Study: Heart Disease in Women May Be Linked to Number of BirthsAmy Kuras
Two is the magic number — at least when it comes to reducing your risk of heart disease. A Swedish study that followed 1.3 million women for as long as 23 years, and an average of 9 and a half found that those who’d given birth twice were at the lowest risk for cardovascular disease after the age of 50.
Those at highest risk 60 percent higher — had given birth five or more times. It’s not a matter of “the fewer births, the better,” though. Giving birth once, three times, or never added a 10 percent higher risk of heart disease. Four births correlated with a 30 percent increase in risk.
Pregnancy complications, such as high blood pressure and pregnancy-related diabetes, or birth-related complications did not explain the link between number of births and later heart disease and stroke risk.

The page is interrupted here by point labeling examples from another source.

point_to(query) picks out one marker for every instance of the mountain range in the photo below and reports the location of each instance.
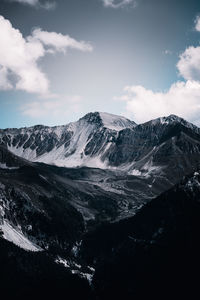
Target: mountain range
(90, 196)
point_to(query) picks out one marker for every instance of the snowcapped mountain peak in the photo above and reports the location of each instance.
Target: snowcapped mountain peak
(109, 121)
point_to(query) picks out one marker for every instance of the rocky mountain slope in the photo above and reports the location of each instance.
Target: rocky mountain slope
(154, 254)
(82, 143)
(159, 147)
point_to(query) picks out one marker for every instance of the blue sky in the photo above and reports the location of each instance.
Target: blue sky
(139, 59)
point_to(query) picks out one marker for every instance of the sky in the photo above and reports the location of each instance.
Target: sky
(60, 59)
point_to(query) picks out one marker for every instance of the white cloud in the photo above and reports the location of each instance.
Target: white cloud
(49, 5)
(189, 63)
(182, 99)
(58, 109)
(58, 41)
(167, 52)
(119, 3)
(197, 23)
(4, 82)
(19, 56)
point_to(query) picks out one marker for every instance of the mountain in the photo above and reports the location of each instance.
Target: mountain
(84, 142)
(115, 231)
(106, 141)
(142, 160)
(154, 254)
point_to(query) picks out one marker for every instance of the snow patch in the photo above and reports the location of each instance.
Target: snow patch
(16, 237)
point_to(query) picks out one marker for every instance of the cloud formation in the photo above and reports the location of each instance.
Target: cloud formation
(119, 3)
(56, 108)
(49, 5)
(19, 56)
(182, 99)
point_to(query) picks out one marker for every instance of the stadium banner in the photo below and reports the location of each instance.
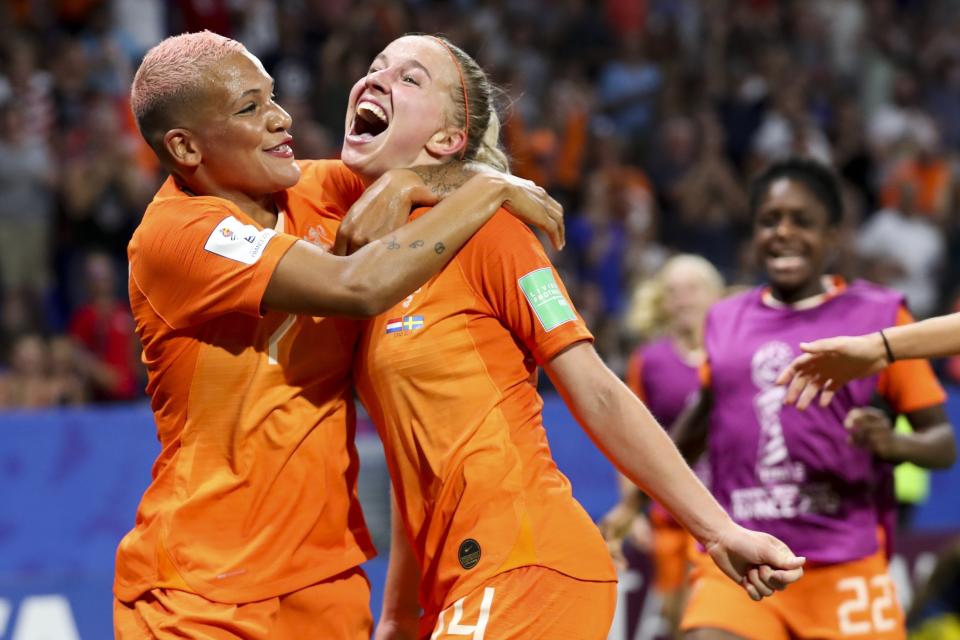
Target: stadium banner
(70, 481)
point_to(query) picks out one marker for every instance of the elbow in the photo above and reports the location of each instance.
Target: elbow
(368, 301)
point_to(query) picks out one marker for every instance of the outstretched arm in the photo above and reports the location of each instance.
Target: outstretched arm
(311, 281)
(831, 363)
(629, 436)
(386, 204)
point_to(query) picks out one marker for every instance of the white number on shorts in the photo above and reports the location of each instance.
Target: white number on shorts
(273, 344)
(882, 602)
(860, 602)
(457, 629)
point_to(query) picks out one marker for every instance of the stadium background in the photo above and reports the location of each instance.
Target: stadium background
(644, 117)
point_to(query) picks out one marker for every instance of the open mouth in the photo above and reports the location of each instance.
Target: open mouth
(369, 122)
(283, 150)
(786, 261)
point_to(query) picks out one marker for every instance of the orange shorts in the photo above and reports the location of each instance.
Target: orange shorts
(849, 601)
(338, 607)
(529, 602)
(670, 562)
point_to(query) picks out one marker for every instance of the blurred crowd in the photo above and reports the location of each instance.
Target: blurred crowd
(645, 118)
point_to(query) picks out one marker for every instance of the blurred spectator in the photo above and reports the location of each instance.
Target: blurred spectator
(904, 250)
(103, 331)
(924, 171)
(789, 129)
(27, 384)
(65, 371)
(710, 201)
(628, 87)
(104, 190)
(27, 182)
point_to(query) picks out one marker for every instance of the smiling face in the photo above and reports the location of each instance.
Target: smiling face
(791, 238)
(241, 135)
(397, 115)
(688, 291)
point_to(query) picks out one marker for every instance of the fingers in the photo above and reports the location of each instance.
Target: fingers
(751, 590)
(807, 396)
(797, 383)
(827, 396)
(780, 579)
(778, 555)
(754, 580)
(818, 346)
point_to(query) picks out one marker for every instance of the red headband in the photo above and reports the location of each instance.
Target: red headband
(463, 85)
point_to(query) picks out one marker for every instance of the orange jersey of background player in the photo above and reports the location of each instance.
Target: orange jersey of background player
(253, 493)
(908, 385)
(449, 378)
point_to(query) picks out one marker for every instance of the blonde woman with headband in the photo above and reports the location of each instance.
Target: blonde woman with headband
(487, 529)
(668, 310)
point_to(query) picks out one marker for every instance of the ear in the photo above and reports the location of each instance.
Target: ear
(447, 142)
(182, 148)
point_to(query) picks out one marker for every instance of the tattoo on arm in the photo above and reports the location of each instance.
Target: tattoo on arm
(444, 179)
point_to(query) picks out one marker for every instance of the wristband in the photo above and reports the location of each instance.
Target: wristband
(886, 345)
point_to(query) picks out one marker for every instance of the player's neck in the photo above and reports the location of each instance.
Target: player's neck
(815, 294)
(263, 209)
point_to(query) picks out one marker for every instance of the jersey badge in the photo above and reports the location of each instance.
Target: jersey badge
(404, 324)
(546, 298)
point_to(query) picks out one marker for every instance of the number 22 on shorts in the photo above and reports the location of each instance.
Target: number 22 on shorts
(852, 613)
(457, 628)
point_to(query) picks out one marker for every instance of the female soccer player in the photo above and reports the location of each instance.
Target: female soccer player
(820, 479)
(250, 528)
(664, 375)
(449, 377)
(828, 364)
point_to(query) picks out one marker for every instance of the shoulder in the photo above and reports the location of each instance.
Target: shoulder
(328, 180)
(169, 220)
(502, 233)
(655, 349)
(870, 293)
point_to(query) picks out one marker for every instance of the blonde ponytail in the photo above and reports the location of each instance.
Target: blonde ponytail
(489, 151)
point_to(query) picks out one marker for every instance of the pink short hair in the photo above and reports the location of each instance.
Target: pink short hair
(170, 72)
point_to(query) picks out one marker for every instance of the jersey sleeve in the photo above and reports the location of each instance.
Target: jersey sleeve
(507, 265)
(196, 261)
(635, 375)
(910, 385)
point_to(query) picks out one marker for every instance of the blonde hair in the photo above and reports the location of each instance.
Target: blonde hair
(646, 316)
(170, 75)
(483, 125)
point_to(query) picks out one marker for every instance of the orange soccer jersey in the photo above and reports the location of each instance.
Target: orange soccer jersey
(449, 378)
(254, 492)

Researchers at Karolinska Institutet in Stockholm noted that pregnancy leads to significant changes in how blood flows in and through blood vessels. That can alter risk for heart disease and stroke. It’s hoped that studying these changes can lead to a greater understanding of heart disease in women.
This study is significant because of its size and the conclusive nature of its findings. Most other studies have been small and had conflicting results. Given that Sweden has genrous health care and maternity leave granted to all citizens, I do wonder if the results would be the same here.